循環型経済戦略で企業が見落としているもの

 日本とオーストラリアの猛暑。テキサスと欧州各地を襲った鉄砲水。カリブ海諸国と東南アジア諸国に甚大な損害を与えた大型の嵐。

 これらはもはや珍しい現象ではなくなり、ビジネスの長期的な継続を脅かす環境ストレスが拡大していることを示している。企業が天然資源を管理する方法(つまり商品を生産し、販売し、処分する方法)は、持続不可能な状態にある。しかしこの問題には、循環型経済(サーキュラーエコノミー)という戦略的なチャンスが潜んでいる。
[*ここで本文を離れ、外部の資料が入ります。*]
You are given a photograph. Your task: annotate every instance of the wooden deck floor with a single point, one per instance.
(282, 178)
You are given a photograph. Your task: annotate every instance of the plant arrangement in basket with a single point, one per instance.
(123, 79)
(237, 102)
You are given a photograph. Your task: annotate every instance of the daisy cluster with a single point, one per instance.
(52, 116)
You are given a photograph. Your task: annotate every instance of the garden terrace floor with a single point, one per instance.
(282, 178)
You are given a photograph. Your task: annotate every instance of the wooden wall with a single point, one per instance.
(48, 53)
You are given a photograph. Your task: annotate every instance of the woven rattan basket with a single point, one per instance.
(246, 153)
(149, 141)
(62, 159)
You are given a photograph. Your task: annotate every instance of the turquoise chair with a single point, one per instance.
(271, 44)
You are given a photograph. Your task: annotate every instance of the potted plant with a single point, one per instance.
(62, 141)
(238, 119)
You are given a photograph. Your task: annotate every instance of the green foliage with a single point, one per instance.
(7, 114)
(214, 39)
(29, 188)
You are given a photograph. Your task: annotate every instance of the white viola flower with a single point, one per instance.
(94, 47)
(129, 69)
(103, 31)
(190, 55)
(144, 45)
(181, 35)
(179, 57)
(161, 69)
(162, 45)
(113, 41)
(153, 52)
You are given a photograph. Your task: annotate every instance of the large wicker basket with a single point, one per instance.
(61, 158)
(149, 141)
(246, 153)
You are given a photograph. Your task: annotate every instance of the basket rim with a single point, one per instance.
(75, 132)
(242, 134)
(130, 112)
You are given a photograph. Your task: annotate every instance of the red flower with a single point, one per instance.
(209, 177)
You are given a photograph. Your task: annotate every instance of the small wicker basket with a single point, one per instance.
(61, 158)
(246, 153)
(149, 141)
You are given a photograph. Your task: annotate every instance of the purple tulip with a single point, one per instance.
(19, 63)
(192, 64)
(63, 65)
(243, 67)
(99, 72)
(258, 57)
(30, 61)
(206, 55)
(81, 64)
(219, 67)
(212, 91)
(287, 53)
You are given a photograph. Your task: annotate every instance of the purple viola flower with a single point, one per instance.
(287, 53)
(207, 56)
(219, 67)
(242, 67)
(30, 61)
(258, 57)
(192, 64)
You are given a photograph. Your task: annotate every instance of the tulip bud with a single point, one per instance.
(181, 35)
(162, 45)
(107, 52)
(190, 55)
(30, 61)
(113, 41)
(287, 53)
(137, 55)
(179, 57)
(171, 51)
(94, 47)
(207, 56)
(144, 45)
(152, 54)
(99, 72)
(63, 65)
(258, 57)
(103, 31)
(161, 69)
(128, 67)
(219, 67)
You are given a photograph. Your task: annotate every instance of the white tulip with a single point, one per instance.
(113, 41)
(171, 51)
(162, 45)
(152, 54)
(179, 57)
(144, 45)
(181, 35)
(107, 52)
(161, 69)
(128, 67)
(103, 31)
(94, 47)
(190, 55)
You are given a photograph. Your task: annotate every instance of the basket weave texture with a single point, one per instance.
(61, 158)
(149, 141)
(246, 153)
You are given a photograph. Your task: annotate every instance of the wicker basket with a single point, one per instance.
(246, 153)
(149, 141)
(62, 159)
 循環型経済は、企業が廃棄物を最小限に抑え、資源の再利用を最大化し、商品のライフサイクル全体でイノベーションを生み出すことにより、レジリエンスを高める方法を提供する。アクセンチュアの試算によると、循環型経済は2030年までに世界に4.5兆ドルの経済利益をもたらす可能性があるという。ところが、今日の企業における循環型戦略のほとんどは、依然として欧州や東アジア、あるいは北米でのオペレーションで開発された商品や包装、オペレーションの段階的改善が中心となっている。

 企業が見落とし、自社や社会の利益のために適応や採用ができずにいるものは何か。それは、グローバルサウス(およびグローバルノース)において、これまで資金が回らず、社会から取り残されてきたコミュニティから生まれつつある、極めて強力な循環型イノベーションだ。これらのプロジェクトは、道徳的に優れているだけではない。持続可能なビジネス成長、そしてESG(環境、社会、ガバナンス)を牽引していくための新たなフロンティアでもある。

企業の現状

 現在、ほとんどの企業は循環型経済を3つの方法で実施している。

1. 材料と商品:未使用原料ではなく、再利用またはバイオベースの代替品を使うことにより、再利用、修理、または生分解性(物質が微生物の作用によって最終的に二酸化炭素と水に分解され、自然界へ還る性質)のある商品に再設計する。

2. ビジネスモデル:商品の販売からサービスモデル、リース、共有プラットフォーム、修理ベースのバリューチェーンへの移行。

3. 協働ガバナンス:バリューチェーン全体およびセクターを超えて連携して、クローズドループシステムを構築し、システム的な廃棄物を減らす。